Tuesday, January 10, 2017

Normalized Story Points - what's that?

SAFe4 suggests that Story Points should be normalized across the Release Train. Additionally, it provides a method for estimating the first Sprint that could be considered inconsistent with the idea of Story Points. Let us take a closer look at the idea.

What are Story Points?

Story Points are, in short, an arbitrary measure quantifying the expected effort to get a backlog item "Done". They are expected to help the team plan their capacity for each iteration and to help the Product Owner in getting a rough understanding of how much the team might be able to deliver within the few next months. This can be used, for example, to calculate estimated Release dates and/or scope.

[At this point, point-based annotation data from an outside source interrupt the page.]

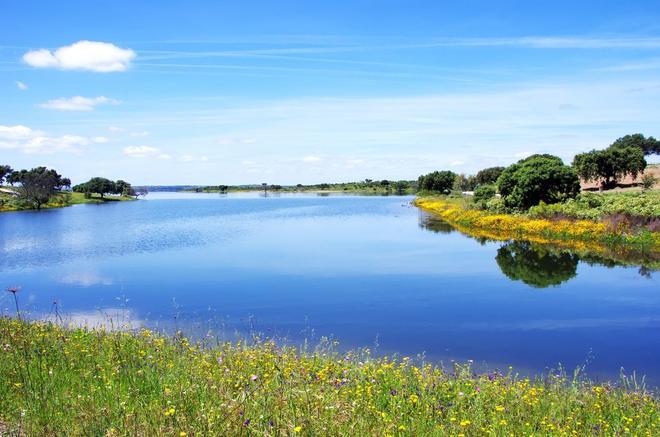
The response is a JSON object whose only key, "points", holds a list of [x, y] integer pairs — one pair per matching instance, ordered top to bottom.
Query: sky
{"points": [[287, 92]]}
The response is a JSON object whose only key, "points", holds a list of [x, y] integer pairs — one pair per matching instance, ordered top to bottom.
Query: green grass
{"points": [[10, 203], [597, 206], [57, 381]]}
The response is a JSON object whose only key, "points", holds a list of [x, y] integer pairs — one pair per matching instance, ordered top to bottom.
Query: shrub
{"points": [[538, 178], [438, 181], [648, 181], [482, 194]]}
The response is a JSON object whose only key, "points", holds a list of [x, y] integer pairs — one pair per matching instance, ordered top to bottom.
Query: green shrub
{"points": [[539, 178], [482, 194]]}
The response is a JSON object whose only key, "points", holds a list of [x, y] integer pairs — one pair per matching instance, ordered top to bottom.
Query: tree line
{"points": [[545, 178], [36, 187]]}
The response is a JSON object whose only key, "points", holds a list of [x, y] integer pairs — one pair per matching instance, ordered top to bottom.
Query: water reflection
{"points": [[537, 265]]}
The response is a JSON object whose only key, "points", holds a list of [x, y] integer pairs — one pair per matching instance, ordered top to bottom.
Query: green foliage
{"points": [[648, 146], [610, 165], [5, 171], [488, 175], [538, 178], [438, 181], [648, 181], [464, 183], [38, 185], [103, 186], [482, 194], [596, 206], [536, 265], [57, 381]]}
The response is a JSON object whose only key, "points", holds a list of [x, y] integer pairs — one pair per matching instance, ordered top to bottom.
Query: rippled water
{"points": [[370, 271]]}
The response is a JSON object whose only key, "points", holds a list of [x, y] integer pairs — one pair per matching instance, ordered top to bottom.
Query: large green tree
{"points": [[649, 146], [610, 165], [5, 171], [488, 175], [538, 178], [438, 181], [38, 185], [101, 186]]}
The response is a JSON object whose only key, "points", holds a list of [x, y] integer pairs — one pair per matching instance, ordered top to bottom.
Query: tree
{"points": [[649, 146], [610, 165], [5, 171], [488, 175], [538, 178], [438, 181], [464, 183], [39, 184], [97, 185], [401, 186], [123, 188], [483, 193], [535, 265]]}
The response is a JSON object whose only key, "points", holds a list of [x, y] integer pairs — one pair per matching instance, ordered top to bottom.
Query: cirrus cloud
{"points": [[101, 57], [77, 103], [33, 141], [145, 152]]}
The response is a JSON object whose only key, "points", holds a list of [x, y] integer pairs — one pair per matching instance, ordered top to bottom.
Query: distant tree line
{"points": [[545, 178], [103, 186], [36, 187]]}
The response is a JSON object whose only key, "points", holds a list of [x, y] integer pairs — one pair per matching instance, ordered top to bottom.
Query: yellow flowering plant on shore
{"points": [[579, 234], [60, 381]]}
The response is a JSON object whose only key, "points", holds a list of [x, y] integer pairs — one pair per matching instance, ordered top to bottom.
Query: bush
{"points": [[539, 178], [438, 181], [648, 181], [482, 194]]}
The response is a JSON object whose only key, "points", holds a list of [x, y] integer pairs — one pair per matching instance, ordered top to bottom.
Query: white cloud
{"points": [[95, 56], [78, 103], [140, 134], [29, 140], [145, 152], [191, 158]]}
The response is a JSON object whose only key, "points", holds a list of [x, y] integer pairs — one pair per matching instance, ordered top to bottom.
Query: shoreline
{"points": [[580, 235], [81, 381]]}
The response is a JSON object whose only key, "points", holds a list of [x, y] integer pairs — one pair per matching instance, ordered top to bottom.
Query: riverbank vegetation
{"points": [[367, 186], [42, 188], [539, 199], [56, 380]]}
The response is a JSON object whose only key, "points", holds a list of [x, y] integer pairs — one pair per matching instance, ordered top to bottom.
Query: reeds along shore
{"points": [[579, 234], [55, 380]]}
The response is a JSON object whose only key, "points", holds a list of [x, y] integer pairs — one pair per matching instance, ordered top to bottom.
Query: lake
{"points": [[369, 271]]}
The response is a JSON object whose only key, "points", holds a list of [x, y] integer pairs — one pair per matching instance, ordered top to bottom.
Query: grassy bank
{"points": [[60, 200], [592, 235], [60, 381]]}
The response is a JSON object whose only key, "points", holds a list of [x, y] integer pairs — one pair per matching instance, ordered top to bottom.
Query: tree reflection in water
{"points": [[536, 265], [540, 265]]}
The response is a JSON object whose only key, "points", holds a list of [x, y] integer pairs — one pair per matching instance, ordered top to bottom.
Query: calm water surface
{"points": [[370, 271]]}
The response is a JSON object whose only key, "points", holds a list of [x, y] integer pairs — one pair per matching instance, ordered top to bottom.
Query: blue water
{"points": [[369, 271]]}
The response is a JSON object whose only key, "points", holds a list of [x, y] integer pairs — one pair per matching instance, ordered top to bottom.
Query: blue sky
{"points": [[228, 92]]}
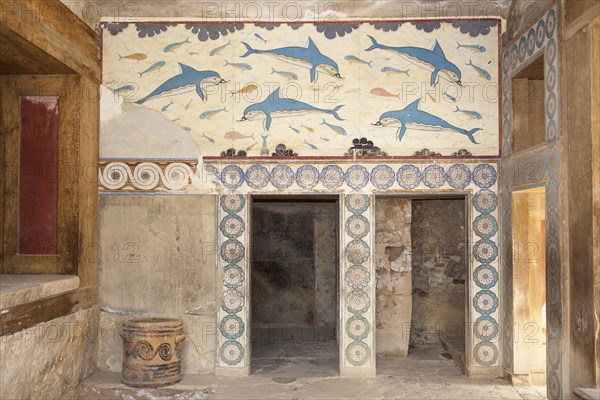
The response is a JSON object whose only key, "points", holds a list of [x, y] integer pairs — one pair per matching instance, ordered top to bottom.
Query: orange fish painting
{"points": [[134, 56], [245, 89], [382, 92], [235, 135]]}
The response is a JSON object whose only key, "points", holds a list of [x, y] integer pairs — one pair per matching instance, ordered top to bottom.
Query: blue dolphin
{"points": [[308, 57], [435, 59], [188, 80], [274, 106], [411, 115]]}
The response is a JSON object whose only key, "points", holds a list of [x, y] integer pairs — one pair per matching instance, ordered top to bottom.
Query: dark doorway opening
{"points": [[294, 286]]}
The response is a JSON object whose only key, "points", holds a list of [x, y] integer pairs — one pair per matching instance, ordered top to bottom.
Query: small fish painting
{"points": [[256, 35], [175, 46], [473, 47], [217, 50], [134, 56], [356, 60], [242, 66], [154, 67], [391, 70], [482, 72], [285, 74], [123, 89], [246, 89], [383, 93], [449, 97], [166, 107], [211, 113], [471, 114], [308, 128], [337, 129], [235, 135], [208, 138], [251, 146], [312, 146], [264, 150]]}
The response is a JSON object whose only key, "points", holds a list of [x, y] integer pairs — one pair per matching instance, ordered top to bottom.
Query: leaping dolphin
{"points": [[308, 57], [435, 59], [188, 80], [275, 107], [411, 115]]}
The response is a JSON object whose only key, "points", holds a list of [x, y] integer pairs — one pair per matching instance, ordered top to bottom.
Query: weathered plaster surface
{"points": [[158, 259], [439, 271], [394, 275], [49, 360]]}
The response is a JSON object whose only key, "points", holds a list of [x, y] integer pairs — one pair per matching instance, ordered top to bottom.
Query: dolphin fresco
{"points": [[308, 57], [435, 59], [189, 79], [274, 107], [411, 115]]}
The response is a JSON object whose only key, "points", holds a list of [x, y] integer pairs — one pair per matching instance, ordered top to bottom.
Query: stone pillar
{"points": [[357, 286], [233, 316]]}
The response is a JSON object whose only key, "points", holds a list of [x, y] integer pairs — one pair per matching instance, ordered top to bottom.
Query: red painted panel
{"points": [[38, 175]]}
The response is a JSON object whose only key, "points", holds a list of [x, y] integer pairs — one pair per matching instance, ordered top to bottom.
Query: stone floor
{"points": [[425, 374]]}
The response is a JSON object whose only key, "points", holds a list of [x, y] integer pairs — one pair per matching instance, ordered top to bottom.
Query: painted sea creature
{"points": [[256, 35], [176, 45], [474, 47], [217, 50], [134, 56], [308, 57], [354, 59], [432, 59], [242, 66], [154, 67], [391, 70], [482, 72], [285, 74], [189, 79], [123, 89], [246, 89], [382, 92], [450, 97], [166, 106], [274, 106], [211, 113], [472, 114], [417, 119], [308, 128], [337, 129], [235, 135], [208, 138], [251, 146], [312, 146], [264, 151]]}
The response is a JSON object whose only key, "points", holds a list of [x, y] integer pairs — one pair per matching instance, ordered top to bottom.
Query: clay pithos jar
{"points": [[152, 351]]}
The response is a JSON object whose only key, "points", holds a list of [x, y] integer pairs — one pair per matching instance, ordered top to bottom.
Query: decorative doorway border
{"points": [[357, 184]]}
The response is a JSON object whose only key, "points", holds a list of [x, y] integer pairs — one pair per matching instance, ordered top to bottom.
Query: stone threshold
{"points": [[21, 289], [103, 385]]}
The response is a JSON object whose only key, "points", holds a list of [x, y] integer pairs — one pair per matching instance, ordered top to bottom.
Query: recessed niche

There is an additional purpose that is also suggested by Mike Cohn in his blog: When you know the amount of Story Points that can be completed per Iteration, you can assign cost estimates to backlog items helping the PO make better business decisions.
For example, a backlog item might turn into a negative business case once the cost is known, and can then either be reworked for better ROI or discarded entirely.

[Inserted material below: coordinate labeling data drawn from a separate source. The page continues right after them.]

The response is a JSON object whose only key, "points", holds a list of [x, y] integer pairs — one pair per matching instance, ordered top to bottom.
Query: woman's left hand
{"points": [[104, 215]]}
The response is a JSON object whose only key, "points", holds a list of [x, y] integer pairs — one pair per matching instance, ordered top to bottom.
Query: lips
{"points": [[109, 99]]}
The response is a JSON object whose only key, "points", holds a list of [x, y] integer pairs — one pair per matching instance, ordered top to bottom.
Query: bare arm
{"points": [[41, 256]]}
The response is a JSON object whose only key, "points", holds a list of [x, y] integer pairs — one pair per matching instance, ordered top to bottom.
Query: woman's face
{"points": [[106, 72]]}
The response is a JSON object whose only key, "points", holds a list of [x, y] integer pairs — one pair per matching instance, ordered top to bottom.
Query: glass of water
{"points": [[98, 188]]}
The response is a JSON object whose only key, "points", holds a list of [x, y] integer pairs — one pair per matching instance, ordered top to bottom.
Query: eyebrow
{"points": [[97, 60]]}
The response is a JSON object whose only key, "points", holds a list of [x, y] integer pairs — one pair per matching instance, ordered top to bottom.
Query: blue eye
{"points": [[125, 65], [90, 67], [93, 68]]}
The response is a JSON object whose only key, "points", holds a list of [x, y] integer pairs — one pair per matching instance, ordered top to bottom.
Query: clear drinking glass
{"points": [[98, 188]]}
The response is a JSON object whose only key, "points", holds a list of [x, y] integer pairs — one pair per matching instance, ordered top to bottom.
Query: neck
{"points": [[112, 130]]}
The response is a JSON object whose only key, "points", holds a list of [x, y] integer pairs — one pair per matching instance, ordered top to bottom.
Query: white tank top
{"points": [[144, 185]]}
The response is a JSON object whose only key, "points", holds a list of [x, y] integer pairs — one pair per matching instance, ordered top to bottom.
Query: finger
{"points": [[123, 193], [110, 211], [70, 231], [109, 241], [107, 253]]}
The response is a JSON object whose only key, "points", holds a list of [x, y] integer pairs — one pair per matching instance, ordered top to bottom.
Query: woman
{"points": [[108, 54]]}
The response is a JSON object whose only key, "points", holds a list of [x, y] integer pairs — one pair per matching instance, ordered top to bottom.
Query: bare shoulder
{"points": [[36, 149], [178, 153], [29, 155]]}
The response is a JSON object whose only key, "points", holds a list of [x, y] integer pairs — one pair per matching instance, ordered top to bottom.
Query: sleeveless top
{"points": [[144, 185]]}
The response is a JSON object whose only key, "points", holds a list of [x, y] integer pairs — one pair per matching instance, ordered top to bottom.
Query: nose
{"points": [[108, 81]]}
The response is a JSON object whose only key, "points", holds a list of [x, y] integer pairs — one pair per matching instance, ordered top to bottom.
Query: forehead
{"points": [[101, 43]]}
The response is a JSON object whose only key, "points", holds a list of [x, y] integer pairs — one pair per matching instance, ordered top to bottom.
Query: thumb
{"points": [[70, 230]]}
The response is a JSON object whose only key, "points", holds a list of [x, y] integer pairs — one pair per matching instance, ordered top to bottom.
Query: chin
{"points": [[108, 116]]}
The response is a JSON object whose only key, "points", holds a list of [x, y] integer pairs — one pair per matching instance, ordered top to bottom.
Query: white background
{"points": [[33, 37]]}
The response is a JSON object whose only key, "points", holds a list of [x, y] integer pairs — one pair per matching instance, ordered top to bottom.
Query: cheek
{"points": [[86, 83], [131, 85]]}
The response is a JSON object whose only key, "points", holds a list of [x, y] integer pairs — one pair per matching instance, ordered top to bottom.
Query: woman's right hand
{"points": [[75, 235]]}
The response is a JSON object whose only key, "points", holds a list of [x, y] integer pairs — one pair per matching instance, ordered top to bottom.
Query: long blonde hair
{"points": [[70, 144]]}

SAFe picks up this idea in the WSJF concept, i.e. prioritizing features that have a good ROI/effort ratio.

The most important thing about Story Point estimation is that every member within the team has an understanding of what a Story Point means to the team. It can mean something entirely different things to other teams, hence caution should be exercised when they are referenced outside the team.

What are Normalized Story Points?

SAFe's delivery unit is the Agile Release Train (ART), effectively a "Team of Teams".
Just as a Story Point is intended to mean the same thing to one team, it should mean the same thing within a Team of Teams.
Otherwise, the Product Manager would receive different estimates from different teams and is completely unable to use these estimates for business purposes. This would render the estimation process useless and estimates worthless.

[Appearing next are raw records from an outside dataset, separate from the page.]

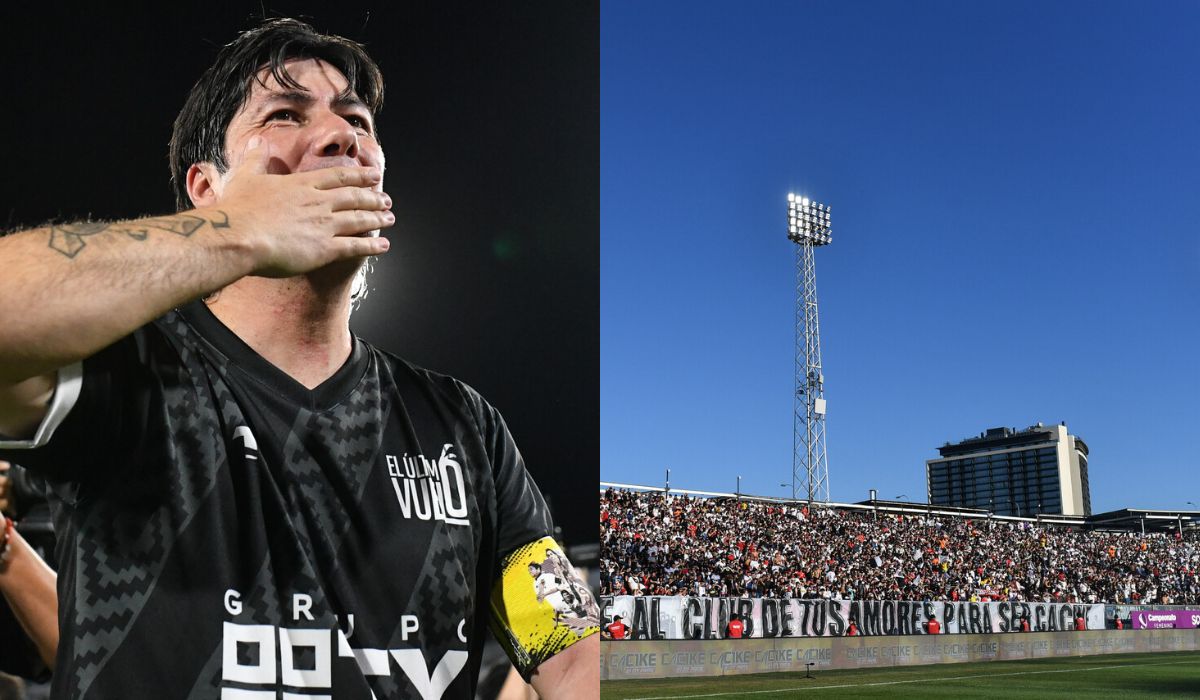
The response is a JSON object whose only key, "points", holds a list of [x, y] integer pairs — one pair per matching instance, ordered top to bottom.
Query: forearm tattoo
{"points": [[71, 238]]}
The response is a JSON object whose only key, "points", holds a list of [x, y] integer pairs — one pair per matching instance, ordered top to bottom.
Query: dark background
{"points": [[491, 126]]}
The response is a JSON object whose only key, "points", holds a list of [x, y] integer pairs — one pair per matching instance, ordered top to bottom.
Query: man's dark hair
{"points": [[199, 132]]}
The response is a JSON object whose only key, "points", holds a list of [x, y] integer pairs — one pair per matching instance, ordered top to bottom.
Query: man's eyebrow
{"points": [[306, 99]]}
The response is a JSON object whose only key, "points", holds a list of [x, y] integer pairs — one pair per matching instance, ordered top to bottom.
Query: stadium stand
{"points": [[666, 544]]}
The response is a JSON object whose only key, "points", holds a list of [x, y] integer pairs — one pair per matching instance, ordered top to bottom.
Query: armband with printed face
{"points": [[540, 605]]}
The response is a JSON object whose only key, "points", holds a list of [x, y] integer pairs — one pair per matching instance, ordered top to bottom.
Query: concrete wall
{"points": [[672, 658]]}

As such, SAFe suggests that just like in a Scrum team, the individual team members need a common understanding of their Story Points - the ART's individual teams require a common understanding of their Story Points to make meaningful estimates.

Why can't each team have their own Story Points?

In SAFe, all teams on the Release Train pull their work from a single, shared, common, central Program Backlog. This Program Backlog serves to consolidate all work within the ART, regardless of which team will actually pull the work.
A key Agile concept is that the work should be independent of the person who does it, as specialization leads to local optimization.
From a Lean perspective, it is better if a slower team starts the work immediately than to wait for a faster team.

Especially when cross-team collaboration is an option, the slower team can already deliver a portion of the value before the faster team becomes available to join the collaboration. This reduces the overall time that the faster team is bound and hastens final completion.

If Story Points differ among teams, it might become necessary that every single backlog item needs to be estimated by every single team in order to see which team takes how long to complete the item. This type of estimation is possible, yet leads to tremendous waste and overhead.

If Story Points are normalized across teams, it is sufficient to get a single estimate from a single team, then look at the velocity of each team to get an understanding which team would take how long.

Another benefit of normalized Story Points is that when Team A needs support from Team B to meet a crucial deadline, Team B's product Owner knows exactly how much they need to drop from the backlog in order to take on some stories from Team A without wasting effort on re-estimation.

How does SAFe normalize Story Points?

In the first Program Increment, the ART is new. Both the individual teams and the ART consist of members who have not collaborated in this constellation before. Teams are in the "Storming" phase - as is the ART itself.
This means Working Agreements are unclear. The DOD is just a vague ideal that hasn't been applied before and might have unexpected pitfalls. Depending on the product work, the environment is also new and unknown. Effectively, the teams don't know anything about how much work they can do. Every estimate is a haphazard guess.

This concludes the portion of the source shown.